Every time when the data volume reaches 1.5 million, the error occurs

xiangfu0 commented 3 years ago

From the log, seems that the starTree builder is trying to read the column index that doesn't exist, can you double check if the columns in starTree confis: SUM__xxx are contained in your schema with the exact name?

cc: @Jackie-Jiang

tieke1121 commented 3 years ago

I checked my schema config file. use these schema & table configurations. the Pinot servers received 1,500,000 records. then the error occurs. the cluster has 3 servers

Jackie-Jiang commented 3 years ago

@tieke1121 Star-tree index cannot be applied to multi-valued fields. Can you remove the star-tree config and retry?

@icefury71 Let's add this validation to the star-tree config

tieke1121 commented 3 years ago

@tieke1121 Star-tree index cannot be applied to multi-valued fields. Can you remove the star-tree config and retry? if not apply star-tree config. the Pinot server works fine. so is the star-tree index is unusable?

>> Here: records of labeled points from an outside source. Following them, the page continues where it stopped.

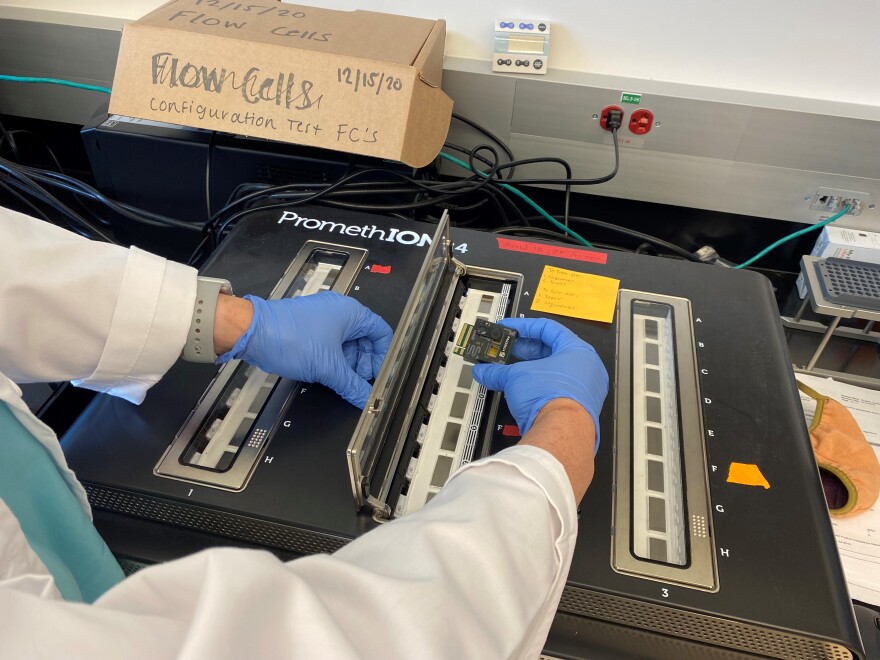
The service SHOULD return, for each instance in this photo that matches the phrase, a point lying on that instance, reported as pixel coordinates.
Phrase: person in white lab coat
(477, 573)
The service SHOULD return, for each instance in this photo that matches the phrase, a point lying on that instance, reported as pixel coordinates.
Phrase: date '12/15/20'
(375, 81)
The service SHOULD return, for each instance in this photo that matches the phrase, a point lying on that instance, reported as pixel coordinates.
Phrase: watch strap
(199, 345)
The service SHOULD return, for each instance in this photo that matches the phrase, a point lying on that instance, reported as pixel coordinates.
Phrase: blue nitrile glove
(557, 364)
(323, 338)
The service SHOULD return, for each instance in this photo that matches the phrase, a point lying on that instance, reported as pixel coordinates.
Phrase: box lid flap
(364, 34)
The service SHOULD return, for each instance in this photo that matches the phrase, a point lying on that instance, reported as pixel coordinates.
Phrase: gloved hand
(322, 338)
(557, 364)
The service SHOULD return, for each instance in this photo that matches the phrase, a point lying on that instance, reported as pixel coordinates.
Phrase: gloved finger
(350, 352)
(525, 348)
(343, 380)
(364, 366)
(376, 363)
(371, 326)
(492, 376)
(551, 333)
(530, 349)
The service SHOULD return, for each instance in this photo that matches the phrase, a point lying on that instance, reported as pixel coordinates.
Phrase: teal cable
(801, 232)
(523, 197)
(56, 81)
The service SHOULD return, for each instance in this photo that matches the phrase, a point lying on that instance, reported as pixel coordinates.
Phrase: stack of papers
(858, 538)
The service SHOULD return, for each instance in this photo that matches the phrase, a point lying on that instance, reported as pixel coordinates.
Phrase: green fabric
(53, 522)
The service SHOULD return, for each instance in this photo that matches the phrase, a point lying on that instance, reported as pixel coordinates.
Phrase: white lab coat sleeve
(478, 573)
(108, 318)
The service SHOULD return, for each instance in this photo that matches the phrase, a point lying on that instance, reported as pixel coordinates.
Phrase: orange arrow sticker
(746, 474)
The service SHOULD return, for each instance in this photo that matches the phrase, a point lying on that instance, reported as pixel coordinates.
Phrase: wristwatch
(199, 345)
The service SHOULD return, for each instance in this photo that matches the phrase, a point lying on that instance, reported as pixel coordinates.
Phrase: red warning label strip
(576, 254)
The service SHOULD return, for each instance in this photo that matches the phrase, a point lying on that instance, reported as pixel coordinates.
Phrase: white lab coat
(476, 574)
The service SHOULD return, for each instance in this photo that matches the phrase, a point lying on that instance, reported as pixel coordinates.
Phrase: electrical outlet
(832, 200)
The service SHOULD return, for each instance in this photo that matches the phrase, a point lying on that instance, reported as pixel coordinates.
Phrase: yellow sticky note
(746, 474)
(570, 293)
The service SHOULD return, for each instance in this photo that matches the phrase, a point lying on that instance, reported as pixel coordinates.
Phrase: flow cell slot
(658, 521)
(448, 439)
(660, 453)
(224, 436)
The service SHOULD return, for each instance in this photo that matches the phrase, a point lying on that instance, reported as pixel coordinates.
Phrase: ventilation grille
(260, 532)
(854, 283)
(698, 627)
(281, 174)
(668, 621)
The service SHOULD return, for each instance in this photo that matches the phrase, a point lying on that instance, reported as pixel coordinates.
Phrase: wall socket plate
(832, 200)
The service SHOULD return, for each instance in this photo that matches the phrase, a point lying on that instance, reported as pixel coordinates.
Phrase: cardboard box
(358, 81)
(844, 243)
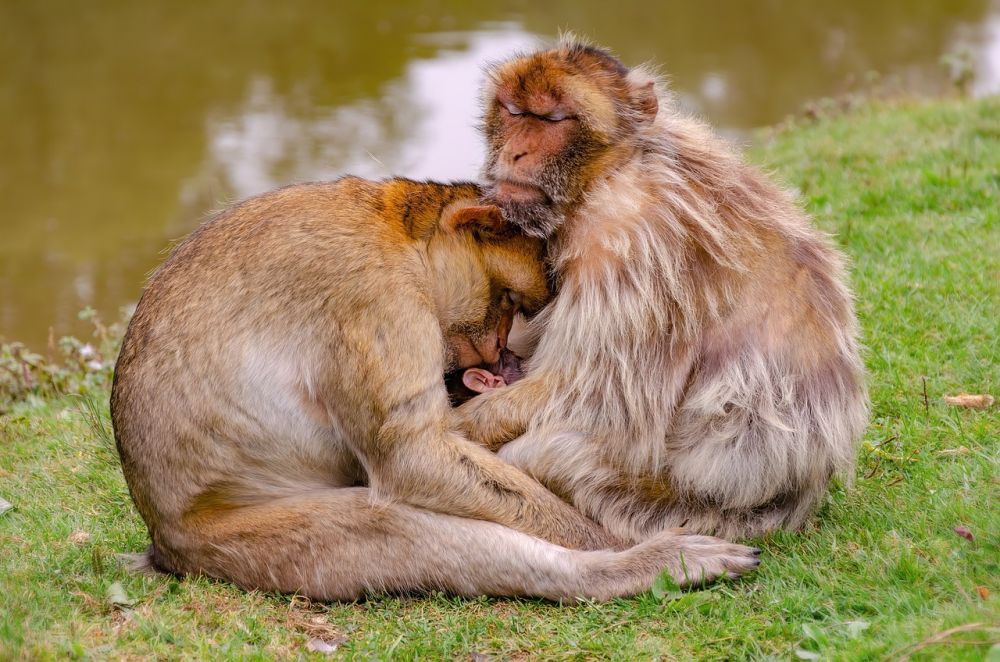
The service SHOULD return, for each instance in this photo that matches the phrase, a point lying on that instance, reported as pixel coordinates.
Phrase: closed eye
(512, 109)
(557, 116)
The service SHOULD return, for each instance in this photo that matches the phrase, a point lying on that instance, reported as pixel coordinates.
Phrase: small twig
(939, 638)
(878, 463)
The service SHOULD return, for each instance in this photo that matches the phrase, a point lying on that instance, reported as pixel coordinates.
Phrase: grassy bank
(912, 193)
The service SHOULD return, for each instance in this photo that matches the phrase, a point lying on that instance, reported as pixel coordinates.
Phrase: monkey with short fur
(699, 364)
(281, 416)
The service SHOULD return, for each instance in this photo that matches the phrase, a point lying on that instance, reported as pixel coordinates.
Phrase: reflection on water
(121, 129)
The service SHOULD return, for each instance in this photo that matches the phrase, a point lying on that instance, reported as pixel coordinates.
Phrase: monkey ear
(644, 100)
(478, 217)
(480, 381)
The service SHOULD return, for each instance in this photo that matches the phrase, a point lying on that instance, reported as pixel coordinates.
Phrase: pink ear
(485, 217)
(480, 381)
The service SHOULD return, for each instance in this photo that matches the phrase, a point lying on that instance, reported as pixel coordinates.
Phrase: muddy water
(122, 124)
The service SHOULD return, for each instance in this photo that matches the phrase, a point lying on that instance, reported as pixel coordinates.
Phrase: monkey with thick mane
(699, 365)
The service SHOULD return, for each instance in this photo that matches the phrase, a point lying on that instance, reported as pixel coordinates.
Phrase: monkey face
(554, 121)
(489, 273)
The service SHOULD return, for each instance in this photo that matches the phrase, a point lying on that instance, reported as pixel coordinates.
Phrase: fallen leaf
(964, 532)
(328, 647)
(961, 450)
(79, 537)
(970, 401)
(117, 597)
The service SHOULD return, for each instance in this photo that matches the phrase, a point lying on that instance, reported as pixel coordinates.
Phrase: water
(123, 124)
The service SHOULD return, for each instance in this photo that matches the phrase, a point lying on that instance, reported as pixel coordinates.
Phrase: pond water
(124, 124)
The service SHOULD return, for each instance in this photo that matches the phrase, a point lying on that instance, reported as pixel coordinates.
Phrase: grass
(912, 193)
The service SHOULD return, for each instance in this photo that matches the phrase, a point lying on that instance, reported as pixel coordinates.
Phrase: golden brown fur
(699, 365)
(281, 416)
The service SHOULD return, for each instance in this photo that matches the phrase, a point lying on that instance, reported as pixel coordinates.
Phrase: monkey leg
(570, 465)
(338, 544)
(633, 508)
(450, 474)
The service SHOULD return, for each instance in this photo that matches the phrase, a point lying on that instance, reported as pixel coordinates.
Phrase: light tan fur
(699, 364)
(281, 416)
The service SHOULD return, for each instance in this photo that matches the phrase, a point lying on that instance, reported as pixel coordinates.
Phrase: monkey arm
(494, 418)
(417, 461)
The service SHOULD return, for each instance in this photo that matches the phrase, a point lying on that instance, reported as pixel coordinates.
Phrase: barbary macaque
(699, 364)
(282, 420)
(466, 383)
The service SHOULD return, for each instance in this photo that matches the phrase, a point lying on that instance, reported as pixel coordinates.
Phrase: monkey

xiangfu0 commented 3 years ago

@tieke1121 Star-tree index cannot be applied to multi-valued fields. Can you remove the star-tree config and retry? if not apply star-tree config. the Pinot server works fine. so is the star-tree index is unusable?

I think startree requires columns d1,d2,...d5 to be single value column, in your schema, those are multi-value column, hence the startree build got exception which prevents the consumption from moving forward.

icefury71 commented 3 years ago

@Jackie-Jiang added a simple validation check: #6641